Je ne peux donc sérieusement croire à votre thèse de rendre à l'Etat son pouvoir de création monétaire sous prétexte de supprimer l'impôt, ce qui permettrait de lutter contre la déflation, dans la mesure où l'Etat est incapable de gérer par lui-même la création des moyens de paiement en monnaie privée et non publique et encore moins de gérer efficacement une économie privée dont l'offre et la demande lui échappent dans une très large mesure dans le contexte d’une économie libérale et non socialiste.

Cordialement,

Nicolas Jaisson
a écrit le 16/06/2014 à 10:29 :
On a vite tendance à oublier que certes les Etats de la zone Euro ont abandonné leur souveraineté, mais que le but était bien de créer un super-état. Comme la Creuse et le Finistère ont les mains liées, la France fait partie de quelque chose de plus grand, toute cette union n'a de sens que si elle va au bout de son ambition - or là on s'est arrêté au milieu du gué.

Juste à cause d'une crise financière on va remettre en cause toute cette construction.
Tout irait mieux si on supprimait les parlements nationaux qui passent la moitié de leur temps grassement payé à transcrire en loi locale les lois adoptées à Bruxelles. C'est là-bas que tout se passe, et ce n'est pas si grave.
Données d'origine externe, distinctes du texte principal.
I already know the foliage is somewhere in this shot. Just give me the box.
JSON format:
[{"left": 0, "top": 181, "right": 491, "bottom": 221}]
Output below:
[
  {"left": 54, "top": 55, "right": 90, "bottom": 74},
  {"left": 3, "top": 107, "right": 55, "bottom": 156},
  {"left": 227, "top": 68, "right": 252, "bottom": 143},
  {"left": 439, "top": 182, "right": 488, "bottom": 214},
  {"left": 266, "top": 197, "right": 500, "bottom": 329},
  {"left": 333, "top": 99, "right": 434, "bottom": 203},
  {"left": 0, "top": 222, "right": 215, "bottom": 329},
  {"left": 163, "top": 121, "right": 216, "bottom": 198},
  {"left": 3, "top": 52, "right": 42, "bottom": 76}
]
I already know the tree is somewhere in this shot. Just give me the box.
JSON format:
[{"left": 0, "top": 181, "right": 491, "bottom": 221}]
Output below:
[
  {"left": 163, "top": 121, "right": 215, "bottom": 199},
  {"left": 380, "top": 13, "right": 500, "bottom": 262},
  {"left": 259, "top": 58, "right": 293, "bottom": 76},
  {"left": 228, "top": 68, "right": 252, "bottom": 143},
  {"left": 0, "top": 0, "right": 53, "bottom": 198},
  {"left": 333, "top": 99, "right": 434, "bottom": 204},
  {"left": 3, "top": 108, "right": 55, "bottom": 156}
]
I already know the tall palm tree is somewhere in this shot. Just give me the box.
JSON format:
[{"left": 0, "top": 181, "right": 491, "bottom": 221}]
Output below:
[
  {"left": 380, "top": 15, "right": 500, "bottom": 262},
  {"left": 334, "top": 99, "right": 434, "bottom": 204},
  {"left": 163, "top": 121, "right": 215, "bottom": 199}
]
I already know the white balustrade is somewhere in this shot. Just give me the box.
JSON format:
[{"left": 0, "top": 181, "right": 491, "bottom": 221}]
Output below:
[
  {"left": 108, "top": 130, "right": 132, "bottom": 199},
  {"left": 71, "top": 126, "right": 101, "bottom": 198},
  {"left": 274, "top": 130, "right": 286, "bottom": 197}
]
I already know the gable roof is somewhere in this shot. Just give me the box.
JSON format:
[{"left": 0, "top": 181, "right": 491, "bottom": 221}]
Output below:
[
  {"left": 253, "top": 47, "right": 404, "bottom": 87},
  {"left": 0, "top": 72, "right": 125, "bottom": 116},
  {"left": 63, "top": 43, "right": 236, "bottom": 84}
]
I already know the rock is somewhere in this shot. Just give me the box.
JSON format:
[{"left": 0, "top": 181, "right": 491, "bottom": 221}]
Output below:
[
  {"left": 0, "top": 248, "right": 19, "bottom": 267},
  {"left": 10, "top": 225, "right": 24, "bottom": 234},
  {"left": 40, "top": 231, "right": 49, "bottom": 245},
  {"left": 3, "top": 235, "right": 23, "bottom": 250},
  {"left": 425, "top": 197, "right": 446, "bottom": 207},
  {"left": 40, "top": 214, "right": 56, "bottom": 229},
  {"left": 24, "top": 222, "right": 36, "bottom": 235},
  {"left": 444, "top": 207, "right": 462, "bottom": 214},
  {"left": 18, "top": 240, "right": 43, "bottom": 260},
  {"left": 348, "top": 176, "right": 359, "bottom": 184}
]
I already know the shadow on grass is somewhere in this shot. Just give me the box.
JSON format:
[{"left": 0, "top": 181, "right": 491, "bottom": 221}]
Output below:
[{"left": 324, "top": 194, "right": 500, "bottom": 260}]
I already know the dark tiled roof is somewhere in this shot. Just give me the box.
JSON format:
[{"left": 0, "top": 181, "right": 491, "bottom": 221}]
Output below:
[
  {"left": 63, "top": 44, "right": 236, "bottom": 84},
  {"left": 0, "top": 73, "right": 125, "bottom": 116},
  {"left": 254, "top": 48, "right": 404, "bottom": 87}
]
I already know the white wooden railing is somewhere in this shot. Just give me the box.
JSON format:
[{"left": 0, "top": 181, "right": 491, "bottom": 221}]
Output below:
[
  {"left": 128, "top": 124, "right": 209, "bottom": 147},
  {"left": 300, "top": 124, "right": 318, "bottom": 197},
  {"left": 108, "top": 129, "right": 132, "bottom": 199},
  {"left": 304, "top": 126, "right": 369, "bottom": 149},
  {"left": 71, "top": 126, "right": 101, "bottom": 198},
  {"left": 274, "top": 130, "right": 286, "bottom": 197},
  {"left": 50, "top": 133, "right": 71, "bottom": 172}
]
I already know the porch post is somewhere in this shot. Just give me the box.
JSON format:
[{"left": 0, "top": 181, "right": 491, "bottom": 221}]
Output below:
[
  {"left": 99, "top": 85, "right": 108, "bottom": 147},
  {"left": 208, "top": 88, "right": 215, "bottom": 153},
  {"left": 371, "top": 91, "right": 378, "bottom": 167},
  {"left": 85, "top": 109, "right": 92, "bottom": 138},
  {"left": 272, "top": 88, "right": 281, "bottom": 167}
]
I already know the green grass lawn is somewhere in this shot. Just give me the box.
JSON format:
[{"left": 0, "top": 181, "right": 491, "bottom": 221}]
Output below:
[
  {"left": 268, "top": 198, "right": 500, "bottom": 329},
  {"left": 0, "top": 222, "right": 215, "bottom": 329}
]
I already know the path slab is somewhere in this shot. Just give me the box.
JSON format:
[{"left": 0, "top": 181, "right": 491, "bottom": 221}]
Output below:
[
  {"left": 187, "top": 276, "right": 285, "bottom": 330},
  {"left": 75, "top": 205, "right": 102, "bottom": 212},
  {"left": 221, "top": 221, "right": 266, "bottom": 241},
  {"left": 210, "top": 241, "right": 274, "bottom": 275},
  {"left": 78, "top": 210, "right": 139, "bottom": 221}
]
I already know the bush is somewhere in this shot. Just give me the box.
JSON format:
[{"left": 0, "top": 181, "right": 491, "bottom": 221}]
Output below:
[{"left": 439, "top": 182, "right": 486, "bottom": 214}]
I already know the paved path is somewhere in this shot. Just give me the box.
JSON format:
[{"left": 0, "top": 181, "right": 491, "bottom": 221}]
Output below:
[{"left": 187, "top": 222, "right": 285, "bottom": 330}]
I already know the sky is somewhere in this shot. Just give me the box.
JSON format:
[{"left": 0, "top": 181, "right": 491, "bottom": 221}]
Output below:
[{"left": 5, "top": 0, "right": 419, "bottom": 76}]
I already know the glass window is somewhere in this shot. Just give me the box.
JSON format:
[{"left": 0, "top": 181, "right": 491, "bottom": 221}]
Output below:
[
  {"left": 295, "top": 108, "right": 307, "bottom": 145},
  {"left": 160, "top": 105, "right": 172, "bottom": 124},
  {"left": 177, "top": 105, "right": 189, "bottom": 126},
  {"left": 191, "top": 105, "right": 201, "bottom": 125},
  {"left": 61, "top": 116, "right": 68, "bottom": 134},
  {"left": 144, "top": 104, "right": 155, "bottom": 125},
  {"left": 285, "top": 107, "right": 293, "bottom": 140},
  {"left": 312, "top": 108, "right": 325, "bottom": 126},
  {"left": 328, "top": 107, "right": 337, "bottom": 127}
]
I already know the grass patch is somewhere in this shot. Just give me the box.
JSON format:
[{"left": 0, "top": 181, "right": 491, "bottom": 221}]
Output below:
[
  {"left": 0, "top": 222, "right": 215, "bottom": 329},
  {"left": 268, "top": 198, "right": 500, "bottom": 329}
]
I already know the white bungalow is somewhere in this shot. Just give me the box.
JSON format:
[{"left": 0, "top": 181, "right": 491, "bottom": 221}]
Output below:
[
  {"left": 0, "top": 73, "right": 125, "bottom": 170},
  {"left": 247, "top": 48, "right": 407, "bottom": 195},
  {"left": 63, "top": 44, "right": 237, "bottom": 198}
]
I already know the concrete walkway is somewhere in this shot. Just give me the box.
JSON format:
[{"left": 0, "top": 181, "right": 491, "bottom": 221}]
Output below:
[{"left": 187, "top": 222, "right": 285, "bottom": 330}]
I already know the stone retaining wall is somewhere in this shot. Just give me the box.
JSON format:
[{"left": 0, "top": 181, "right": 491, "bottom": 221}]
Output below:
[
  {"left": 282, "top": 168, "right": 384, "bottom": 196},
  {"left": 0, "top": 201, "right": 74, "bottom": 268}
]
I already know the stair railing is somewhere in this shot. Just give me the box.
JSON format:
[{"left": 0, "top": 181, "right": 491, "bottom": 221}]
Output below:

Réponse de le 05/07/2014 à 18:02 :
Juste un bémol : au referendum de 2005 les français ont dit oui à l'indépendance de la France comme les algériens l'avaient fait au début des années soixante
a écrit le 16/06/2014 à 10:11 :
Nos gouvernants ne comprenent rien à rien. Il faut les renvoyer à l'école pour qu'ils aient une bonne vision de ce qui se passe aujourd'hui dans notre économie et qu'ils apprenent à gouverner un pays sans dépenser plus que le budget du pays. Et si possible an faisant des économies pour que les français paient moins d'impots et dépensent ainsi un peu plus
Réponse de le 05/07/2014 à 17:58 :
Les candidats ayant proposé dans le passé le retour à l'équilibre budgétaire ont été battus aux élections
a écrit le 16/06/2014 à 8:52 :
La financiarisation de la monnaie nous interdit de promouvoir "la corvée" pour remplacer ou diminuer l'impôt! Et donc nous pousse a n'être qu'un individu asocial!
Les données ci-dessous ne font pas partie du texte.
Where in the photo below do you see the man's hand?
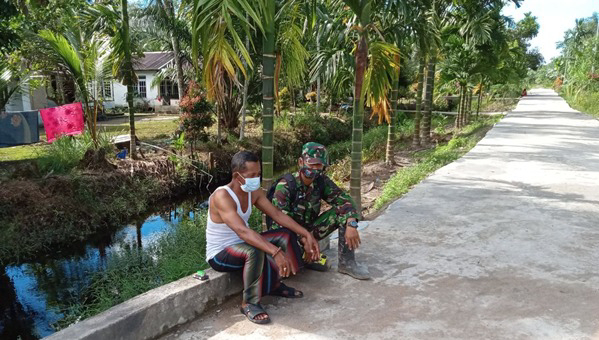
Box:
[300,232,320,262]
[345,227,362,250]
[273,250,295,277]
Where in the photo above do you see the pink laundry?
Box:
[40,103,84,143]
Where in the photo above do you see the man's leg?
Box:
[261,228,304,273]
[261,228,304,297]
[208,243,270,305]
[310,207,370,280]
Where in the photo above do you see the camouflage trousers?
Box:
[304,207,354,261]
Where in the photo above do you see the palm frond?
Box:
[364,41,400,124]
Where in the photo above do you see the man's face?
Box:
[298,157,324,170]
[238,162,262,183]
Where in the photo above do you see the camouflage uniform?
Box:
[272,143,360,260]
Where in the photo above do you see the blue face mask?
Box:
[301,165,323,179]
[239,174,260,192]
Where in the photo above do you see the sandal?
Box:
[270,282,304,299]
[239,303,270,325]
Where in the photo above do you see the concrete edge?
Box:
[44,269,243,340]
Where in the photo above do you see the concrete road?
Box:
[159,90,599,339]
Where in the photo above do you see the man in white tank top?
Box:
[206,151,320,324]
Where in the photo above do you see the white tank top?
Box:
[206,185,252,261]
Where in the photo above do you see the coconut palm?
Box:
[262,0,277,190]
[38,25,98,143]
[191,0,263,143]
[85,0,140,159]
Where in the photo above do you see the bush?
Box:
[54,209,262,329]
[37,132,113,174]
[179,83,213,143]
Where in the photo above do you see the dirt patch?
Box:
[79,149,117,172]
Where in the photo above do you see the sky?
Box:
[503,0,599,63]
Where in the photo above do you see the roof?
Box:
[133,52,173,71]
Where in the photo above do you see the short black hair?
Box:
[231,151,260,174]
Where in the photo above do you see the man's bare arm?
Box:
[212,190,278,254]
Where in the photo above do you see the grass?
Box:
[54,209,262,329]
[374,117,501,210]
[0,174,165,265]
[99,119,179,140]
[0,119,179,163]
[560,90,599,119]
[327,113,452,185]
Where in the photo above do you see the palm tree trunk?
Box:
[476,81,484,118]
[164,0,185,99]
[157,0,185,99]
[455,85,465,129]
[420,53,435,145]
[349,31,368,215]
[385,65,400,165]
[239,31,250,140]
[316,37,320,113]
[262,0,277,190]
[412,52,425,146]
[466,89,472,125]
[121,0,137,159]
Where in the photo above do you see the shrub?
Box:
[37,132,113,174]
[179,83,213,144]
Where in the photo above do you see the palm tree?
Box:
[412,55,426,146]
[38,29,98,144]
[262,0,277,190]
[156,0,185,99]
[191,0,263,143]
[385,60,400,165]
[115,0,137,159]
[420,50,436,145]
[85,0,139,159]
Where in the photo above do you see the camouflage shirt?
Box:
[272,172,360,229]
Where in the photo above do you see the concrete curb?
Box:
[44,269,243,340]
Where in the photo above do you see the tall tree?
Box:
[262,0,277,190]
[119,0,137,159]
[156,0,185,99]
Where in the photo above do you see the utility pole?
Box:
[591,17,599,75]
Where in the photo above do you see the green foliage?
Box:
[56,208,262,328]
[55,210,208,329]
[0,173,162,264]
[37,132,113,174]
[374,118,497,210]
[562,91,599,118]
[179,83,213,143]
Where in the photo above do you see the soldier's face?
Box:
[298,157,324,170]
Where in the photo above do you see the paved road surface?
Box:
[164,90,599,339]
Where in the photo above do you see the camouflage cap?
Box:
[302,142,329,165]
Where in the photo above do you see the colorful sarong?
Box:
[208,228,304,304]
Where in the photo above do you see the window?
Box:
[102,80,112,100]
[160,80,179,102]
[135,76,148,98]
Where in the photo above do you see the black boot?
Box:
[337,226,370,280]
Réponse de le 16/06/2014 à 10:51 :
C'est vrai. Si pour payer ma voiture j'apportais à la concession 10 boeufs et 5 tonnes de blé, ce serait moins pratique qu'un chèque mais tellement plus convivial !
Réponse de le 16/06/2014 à 11:36 :
On parle d'impôt pas de troc, le service de la voirie de village peut être remplacer par ses habitants organisant "une corvée" pour éviter de payer plus!
Réponse de le 16/06/2014 à 11:42 :
C'est vrai que l'on donnai un an de sa vie au service militaire, qui était une corvée.